Second, the lymphocytic phlebitis in our patient involved the stomach and duodenum, without evidence
for ileal or colonic ischemia. Involvement of the upper GI tract by lymphocytic phlebitis has not been
previously reported. However, lymphocytic/granulomatous phlebitis has been reported in other
extracolonic sites including the pulmonary veins,  liver,  skin (sometimes
affecting both the cutaneous and mesenteric veins),  gallbladder,  and
omentum.  Therefore, there is no theoretical reason why a similar process should not also
affect the gastric and/or duodenal venous system.
Aside from these differences in clinicopathologic presentation, the histologic findings in our patient
were otherwise typical for ELP. There was extensive phlebitis of the small and medium-sized submucosal,
mural, and perigastric veins, whereas the adjacent arteries were completely spared. The vein walls and
perivenular areas were infiltrated by cuffs of small, mature lymphoid cells which were admixed with
scattered plasma cells and eosinophils. Tuppy et al have previously shown
that the many of the perivenular T-cells are CD4-/CD8+/TIA-1+ cytotoxic T-cells,  and our
case confirmed this immunophenotypic profile. In some areas, there was also prominent granulomatous
perivenular inflammation. Giant cell phlebitis was reported in 30% of Burke's cases of ELP, 
as well as those reported by Stevens,  Flaherty,  Leu, 
Satge,  Martinet,  and Saraga.  Although some authors have described
thromboses and fibrinoid necrosis of the vein walls,
we found only rare small
thrombi and no fibrinoid necrosis.
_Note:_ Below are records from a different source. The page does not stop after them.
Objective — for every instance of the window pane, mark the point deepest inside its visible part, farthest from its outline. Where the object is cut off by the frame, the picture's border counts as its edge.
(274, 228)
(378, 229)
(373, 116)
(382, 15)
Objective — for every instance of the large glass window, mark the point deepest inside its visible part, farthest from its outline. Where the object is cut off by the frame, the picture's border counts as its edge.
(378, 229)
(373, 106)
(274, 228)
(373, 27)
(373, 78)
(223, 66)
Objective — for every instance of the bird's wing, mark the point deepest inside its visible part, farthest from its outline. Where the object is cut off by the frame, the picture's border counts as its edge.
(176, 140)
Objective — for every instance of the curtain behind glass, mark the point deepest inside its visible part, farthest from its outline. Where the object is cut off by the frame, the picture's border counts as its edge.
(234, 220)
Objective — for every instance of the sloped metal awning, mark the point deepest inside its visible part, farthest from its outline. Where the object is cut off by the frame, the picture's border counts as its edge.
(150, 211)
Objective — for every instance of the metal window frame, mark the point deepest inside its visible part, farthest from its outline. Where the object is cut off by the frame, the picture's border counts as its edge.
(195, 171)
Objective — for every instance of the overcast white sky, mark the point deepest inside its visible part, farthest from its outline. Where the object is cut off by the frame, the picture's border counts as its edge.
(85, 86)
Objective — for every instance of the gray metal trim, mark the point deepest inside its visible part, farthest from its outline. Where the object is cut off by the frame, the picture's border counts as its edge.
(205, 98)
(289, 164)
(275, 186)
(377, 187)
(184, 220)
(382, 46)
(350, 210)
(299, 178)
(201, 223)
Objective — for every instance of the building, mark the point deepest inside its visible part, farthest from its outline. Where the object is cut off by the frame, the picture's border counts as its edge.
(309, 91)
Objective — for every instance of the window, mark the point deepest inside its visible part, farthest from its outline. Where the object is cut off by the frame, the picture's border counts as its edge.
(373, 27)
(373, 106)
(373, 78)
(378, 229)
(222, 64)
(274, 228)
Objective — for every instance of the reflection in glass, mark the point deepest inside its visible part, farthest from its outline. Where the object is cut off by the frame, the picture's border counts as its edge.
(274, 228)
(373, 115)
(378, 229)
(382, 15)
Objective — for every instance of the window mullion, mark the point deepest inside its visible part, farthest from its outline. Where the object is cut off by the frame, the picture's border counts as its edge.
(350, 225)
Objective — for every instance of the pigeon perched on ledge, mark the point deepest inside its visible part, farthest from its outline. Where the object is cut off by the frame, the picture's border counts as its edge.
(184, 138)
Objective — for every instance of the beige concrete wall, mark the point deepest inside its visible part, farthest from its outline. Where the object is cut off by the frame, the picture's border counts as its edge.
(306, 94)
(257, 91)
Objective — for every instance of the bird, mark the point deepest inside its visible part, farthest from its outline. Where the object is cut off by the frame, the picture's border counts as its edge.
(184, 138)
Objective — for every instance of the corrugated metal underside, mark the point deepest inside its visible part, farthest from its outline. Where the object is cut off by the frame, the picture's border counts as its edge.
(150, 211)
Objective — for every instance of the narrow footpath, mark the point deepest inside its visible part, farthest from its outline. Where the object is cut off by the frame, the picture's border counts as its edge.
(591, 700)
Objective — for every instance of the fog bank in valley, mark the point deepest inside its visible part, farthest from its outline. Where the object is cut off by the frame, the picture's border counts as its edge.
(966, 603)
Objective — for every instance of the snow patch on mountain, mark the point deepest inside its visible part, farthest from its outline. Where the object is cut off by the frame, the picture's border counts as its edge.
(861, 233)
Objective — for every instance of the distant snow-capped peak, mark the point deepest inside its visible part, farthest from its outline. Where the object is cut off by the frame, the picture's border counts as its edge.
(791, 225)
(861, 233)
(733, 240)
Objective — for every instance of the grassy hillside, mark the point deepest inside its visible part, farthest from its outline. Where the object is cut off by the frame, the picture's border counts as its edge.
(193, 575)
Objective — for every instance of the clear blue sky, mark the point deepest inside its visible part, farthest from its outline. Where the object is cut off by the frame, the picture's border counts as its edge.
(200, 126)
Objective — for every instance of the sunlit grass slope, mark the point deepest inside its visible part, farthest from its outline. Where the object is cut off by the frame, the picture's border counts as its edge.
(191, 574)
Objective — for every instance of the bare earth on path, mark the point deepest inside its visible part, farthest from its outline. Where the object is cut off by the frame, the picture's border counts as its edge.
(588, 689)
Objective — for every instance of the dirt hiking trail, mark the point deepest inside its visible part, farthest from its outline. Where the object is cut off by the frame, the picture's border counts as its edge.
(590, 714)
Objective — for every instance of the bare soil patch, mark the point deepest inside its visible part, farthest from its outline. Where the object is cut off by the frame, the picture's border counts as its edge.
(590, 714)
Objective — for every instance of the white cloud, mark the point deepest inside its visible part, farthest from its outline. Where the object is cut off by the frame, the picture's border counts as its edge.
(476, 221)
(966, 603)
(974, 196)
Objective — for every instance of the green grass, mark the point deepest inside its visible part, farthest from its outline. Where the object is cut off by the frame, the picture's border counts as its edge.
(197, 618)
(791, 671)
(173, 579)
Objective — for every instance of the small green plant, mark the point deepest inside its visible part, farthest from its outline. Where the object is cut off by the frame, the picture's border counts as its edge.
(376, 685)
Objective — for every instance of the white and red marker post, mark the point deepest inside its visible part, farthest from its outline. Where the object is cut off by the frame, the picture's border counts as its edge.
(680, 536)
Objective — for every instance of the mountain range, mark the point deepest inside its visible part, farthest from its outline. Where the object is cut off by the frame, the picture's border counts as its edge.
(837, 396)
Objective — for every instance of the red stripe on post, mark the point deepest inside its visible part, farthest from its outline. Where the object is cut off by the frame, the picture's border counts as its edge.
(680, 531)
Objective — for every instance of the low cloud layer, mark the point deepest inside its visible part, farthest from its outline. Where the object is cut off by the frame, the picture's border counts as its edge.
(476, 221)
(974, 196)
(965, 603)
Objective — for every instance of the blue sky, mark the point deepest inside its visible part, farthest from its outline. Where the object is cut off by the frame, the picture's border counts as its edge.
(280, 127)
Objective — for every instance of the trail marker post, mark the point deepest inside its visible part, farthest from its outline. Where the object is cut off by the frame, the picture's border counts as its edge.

However, many of the vein lumens were markedly narrowed or
obliterated by the inflammatory reaction. Notably, the phlebitis in our patient was present not only in
association with the gastric antral ulceration but also within non-ischemic areas of the stomach and
duodenum – a phenomenon that has been well-described in some cases of ELP from the lower GI
The pathogenesis of lymphocytic phlebitis is unclear. In their initial report, Stevens proposed that
ELP might represent an immunologic reaction to material absorbed from the bowel,  and Saraga
likewise suggested a hypersensitivity-type reaction.  Many of the reported patients with ELP
were receiving one or multiple types of medications,
but this is not a universal
feature  and no one drug has emerged as a consistent etiologic agent. The fact that our
patient showed both lymphocytic gastritis and duodenitis which had completely resolved (without dietary
therapy and without other clinical evidence for celiac disease) 2 years after his surgical resection
would also suggest the possibility of a drug hypersensitivity reaction, since some cases of lymphocytic
colitis are drug-associated.
However, a detailed list of medications taken by the patient
at the time of his presentation and outside clinical workup was not available to us.
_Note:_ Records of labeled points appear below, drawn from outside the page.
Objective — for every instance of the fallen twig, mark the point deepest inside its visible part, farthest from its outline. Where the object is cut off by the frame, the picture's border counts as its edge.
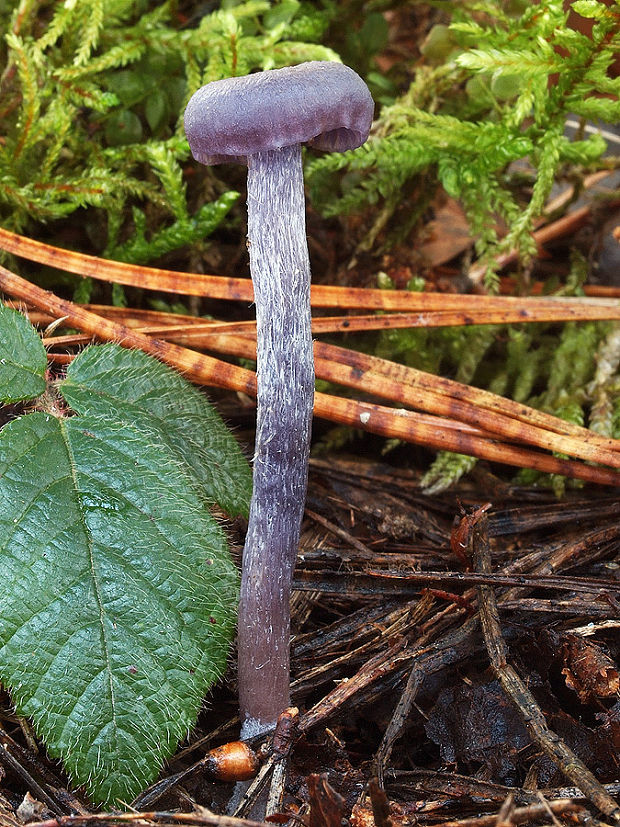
(551, 744)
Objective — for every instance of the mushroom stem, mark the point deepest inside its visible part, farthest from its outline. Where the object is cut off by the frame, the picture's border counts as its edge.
(280, 270)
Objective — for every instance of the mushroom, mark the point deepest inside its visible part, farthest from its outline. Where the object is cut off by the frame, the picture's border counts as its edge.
(262, 120)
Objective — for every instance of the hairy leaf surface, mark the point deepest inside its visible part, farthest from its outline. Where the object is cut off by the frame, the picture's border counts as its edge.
(22, 358)
(117, 597)
(131, 386)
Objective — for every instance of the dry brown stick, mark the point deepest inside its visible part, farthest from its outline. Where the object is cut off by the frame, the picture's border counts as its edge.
(406, 425)
(223, 287)
(520, 815)
(551, 744)
(200, 817)
(433, 395)
(508, 420)
(458, 391)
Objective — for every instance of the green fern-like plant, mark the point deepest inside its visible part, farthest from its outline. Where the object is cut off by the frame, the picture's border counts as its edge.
(91, 114)
(497, 87)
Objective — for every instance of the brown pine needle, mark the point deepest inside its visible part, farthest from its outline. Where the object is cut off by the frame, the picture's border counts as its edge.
(222, 287)
(430, 431)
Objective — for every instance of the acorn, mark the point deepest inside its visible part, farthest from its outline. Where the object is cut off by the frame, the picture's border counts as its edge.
(235, 761)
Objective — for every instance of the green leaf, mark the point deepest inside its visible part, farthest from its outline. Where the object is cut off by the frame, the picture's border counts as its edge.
(590, 8)
(131, 386)
(22, 358)
(156, 110)
(118, 596)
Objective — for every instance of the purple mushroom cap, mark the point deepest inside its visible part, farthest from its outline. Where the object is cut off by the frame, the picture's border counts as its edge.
(322, 103)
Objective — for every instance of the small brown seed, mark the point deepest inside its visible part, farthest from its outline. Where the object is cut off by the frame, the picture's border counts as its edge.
(235, 761)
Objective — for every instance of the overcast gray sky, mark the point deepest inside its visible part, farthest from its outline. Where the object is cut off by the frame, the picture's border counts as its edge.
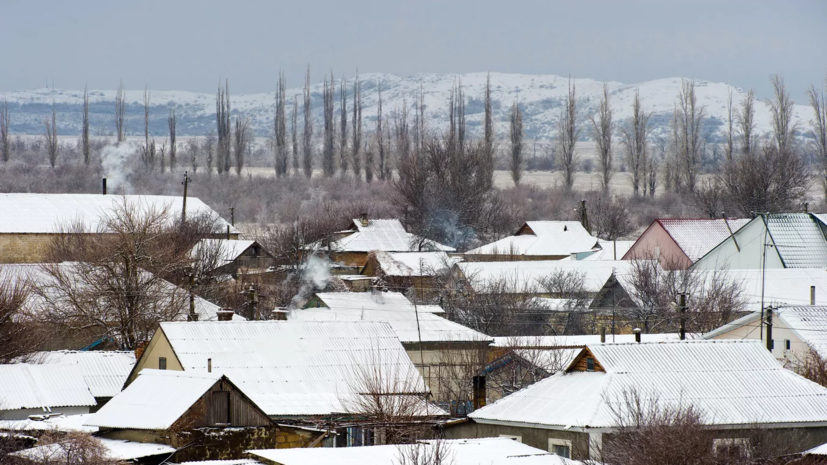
(189, 44)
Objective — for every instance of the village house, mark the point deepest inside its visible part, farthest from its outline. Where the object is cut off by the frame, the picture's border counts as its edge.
(777, 240)
(349, 249)
(31, 390)
(488, 451)
(539, 240)
(793, 332)
(297, 372)
(433, 343)
(203, 415)
(103, 371)
(229, 256)
(401, 271)
(677, 243)
(29, 222)
(738, 384)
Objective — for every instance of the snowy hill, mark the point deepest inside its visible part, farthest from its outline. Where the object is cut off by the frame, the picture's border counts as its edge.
(540, 97)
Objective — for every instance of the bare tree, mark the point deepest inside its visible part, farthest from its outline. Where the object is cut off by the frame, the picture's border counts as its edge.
(691, 117)
(745, 120)
(173, 148)
(818, 126)
(379, 136)
(344, 154)
(516, 144)
(567, 135)
(84, 134)
(52, 144)
(781, 110)
(120, 112)
(294, 120)
(241, 139)
(602, 127)
(224, 127)
(280, 129)
(634, 134)
(307, 135)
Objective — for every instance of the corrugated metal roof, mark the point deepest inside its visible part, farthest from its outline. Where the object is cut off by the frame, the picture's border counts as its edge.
(104, 372)
(394, 309)
(25, 386)
(526, 276)
(44, 213)
(383, 235)
(732, 382)
(291, 368)
(551, 238)
(407, 264)
(155, 400)
(488, 451)
(696, 237)
(206, 310)
(799, 240)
Why has lymphocytic phlebitis not been previously described to affect the upper gastrointestinal
tract? First, processes that result in classic histologic features of ischemia in the colon may not be
recognizable as such when they affect the stomach. For example, administration of Kayexalate in
hypertonic sorbitol, which causes acute ileal/colonic ischemic necrosis in a small subset of patients,
typically shows only nonspecific mucosal erosions or ulcerations when the upper gastrointestinal tract is
involved. Similarly, Burke et al described a non-healing gastric ulcer that
resulted from polyarteritis.  The diagnosis of lymphocytic phlebitis requires not only a
level of awareness on the part of the pathologist, but also requires deep submucosal or mural veins for
examination – material which is unlikely to be obtained except through surgical resection. As surgical
resection for benign gastric ulcers is not typical first-line therapy, we suggest that gastric
involvement by lymphocytic phlebitis may not be as rare as this single case would imply.